Geçmişi karıştırmayalım ama hala bu zamanda söylenen anlamsız, sonu nereye varacağı belli olmayan içi boş söylemleri ne yapacağız! Çok eksenli siyaset ile çok dilli siyaset birbirinden farklı şeylerdir!
PYD denen yapıyı eğit donat ile eğittiğimizi unutalım ama “ABD ile elele verirsek sırada Rakka var” sözünü nasıl anlamlandıralım. Mısırda laiklik övgüsünü hatırlamayalım ama Suriye’de laik bir yapıyı salık vermeniz hala ne dediğinizi ne yaptığınızı bilmediğiniz anlamına geliyor çünkü Esed sizden çok daha fazla laiktir!
İktidar partisine en çok hakaret edenlerin geçmiş söylediklerine bir reddiye açıklaması yapmadan parti veya hükümetlerde iyi noktalara gelmesini ve büyük bir koalisyon olduğunuzu unutalım ama şimdi Bahçeli ve Perinçek ile bu koalisyonu büyütme ve buna bağlı geçmiş ideolojik devlet mekanizmalarını devreye sokmanızı nasıl izah edelim!
En iyi yanlarınızı ortaya bu adamlar mı çıkartıyor da bu adamları tercih ediyorsunuz ey oh olsun diyemediğimiz dostlar!
Siz bizi kandırsanız da, zor zamanlarda satsanız da, rahata kavuşunca unutsanız da biz geçmişin hatırına, imanımızın sorumluluğuna binaen size oh olsun demeyeceğiz. Bunu sizlerde biliyor, onun için hala kırıcı ve hodgam davranıyorsunuz.

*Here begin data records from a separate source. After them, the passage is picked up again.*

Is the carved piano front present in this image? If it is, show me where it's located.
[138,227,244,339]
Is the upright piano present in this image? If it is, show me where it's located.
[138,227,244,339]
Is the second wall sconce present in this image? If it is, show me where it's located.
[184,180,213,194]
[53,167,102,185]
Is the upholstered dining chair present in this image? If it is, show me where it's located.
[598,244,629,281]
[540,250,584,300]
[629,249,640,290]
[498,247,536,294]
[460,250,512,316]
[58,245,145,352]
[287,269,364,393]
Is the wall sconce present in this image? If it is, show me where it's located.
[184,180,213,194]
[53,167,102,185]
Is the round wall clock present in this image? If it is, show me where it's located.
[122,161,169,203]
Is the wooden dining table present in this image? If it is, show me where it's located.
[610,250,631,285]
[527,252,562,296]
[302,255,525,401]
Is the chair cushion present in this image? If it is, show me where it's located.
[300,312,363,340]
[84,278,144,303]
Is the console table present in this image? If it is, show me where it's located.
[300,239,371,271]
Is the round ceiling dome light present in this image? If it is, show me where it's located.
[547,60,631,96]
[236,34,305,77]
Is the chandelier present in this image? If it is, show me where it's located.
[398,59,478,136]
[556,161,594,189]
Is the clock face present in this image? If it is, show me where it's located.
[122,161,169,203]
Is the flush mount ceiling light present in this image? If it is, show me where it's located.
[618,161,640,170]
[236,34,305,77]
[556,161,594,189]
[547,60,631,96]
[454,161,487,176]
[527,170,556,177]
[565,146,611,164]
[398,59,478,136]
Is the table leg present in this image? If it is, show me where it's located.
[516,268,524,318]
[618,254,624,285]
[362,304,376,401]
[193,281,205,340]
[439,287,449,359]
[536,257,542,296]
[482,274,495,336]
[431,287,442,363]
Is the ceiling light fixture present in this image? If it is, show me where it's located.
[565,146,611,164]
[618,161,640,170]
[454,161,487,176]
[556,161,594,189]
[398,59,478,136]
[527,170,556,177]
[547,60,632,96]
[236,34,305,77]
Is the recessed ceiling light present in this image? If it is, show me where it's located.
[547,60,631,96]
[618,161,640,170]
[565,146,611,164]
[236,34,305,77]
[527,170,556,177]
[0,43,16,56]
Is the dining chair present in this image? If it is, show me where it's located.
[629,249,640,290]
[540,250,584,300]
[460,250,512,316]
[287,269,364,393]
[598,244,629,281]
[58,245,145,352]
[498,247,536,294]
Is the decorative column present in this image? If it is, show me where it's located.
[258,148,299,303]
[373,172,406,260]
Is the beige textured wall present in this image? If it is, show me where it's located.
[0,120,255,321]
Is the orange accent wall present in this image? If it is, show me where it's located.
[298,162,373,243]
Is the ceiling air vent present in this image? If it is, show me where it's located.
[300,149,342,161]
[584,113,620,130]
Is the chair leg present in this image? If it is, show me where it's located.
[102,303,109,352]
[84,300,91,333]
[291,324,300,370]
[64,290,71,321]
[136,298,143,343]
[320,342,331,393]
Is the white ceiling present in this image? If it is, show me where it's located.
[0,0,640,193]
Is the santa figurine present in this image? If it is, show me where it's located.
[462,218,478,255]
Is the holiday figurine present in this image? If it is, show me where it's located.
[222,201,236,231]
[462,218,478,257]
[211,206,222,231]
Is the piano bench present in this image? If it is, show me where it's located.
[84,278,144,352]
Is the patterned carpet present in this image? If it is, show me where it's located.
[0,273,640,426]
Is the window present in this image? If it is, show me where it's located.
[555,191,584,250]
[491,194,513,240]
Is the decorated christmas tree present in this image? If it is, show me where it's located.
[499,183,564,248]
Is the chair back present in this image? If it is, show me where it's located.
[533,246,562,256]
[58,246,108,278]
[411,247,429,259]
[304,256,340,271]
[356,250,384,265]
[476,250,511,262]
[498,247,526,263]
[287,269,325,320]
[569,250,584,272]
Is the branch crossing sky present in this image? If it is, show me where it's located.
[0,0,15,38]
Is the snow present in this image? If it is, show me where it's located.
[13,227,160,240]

Biz oh olsun demedikçe dost sandıklarınızı sevindiriyor onları mutlu ve putlu hale getiriyorsunuz! Yine de oh olsun diyemeyiz, kardeşlik bizde kalsın der Rabbimize havale ederiz…
Kendi nefsimizi temize çıkarmadan, hataların insanlar için olduğunu bilerek, hiçbirimizin Maide Suresi 80. ayetinin muhatabı olmadan (“Onlardan birçoğunun kâfirleri dost edindiklerini görürsün. Nefislerinin kendilerine sunduğu şey ne kadar kötüdür! Allah onlara gazab etmiştir. Onlar ebedî olarak azap içinde kalacaklardır.”), iman ahdine bağlı, imanın yüklediği sorumluluğa uygun kardeşler olalım.
Badireleri atlatmanın en basit yolu, iman ahdine bağlı kardeşlik halkasını büyütmek ve güçlendirmekten geçer. İmanın olduğu yerde de dünyalık menfaatin yeri yoktur.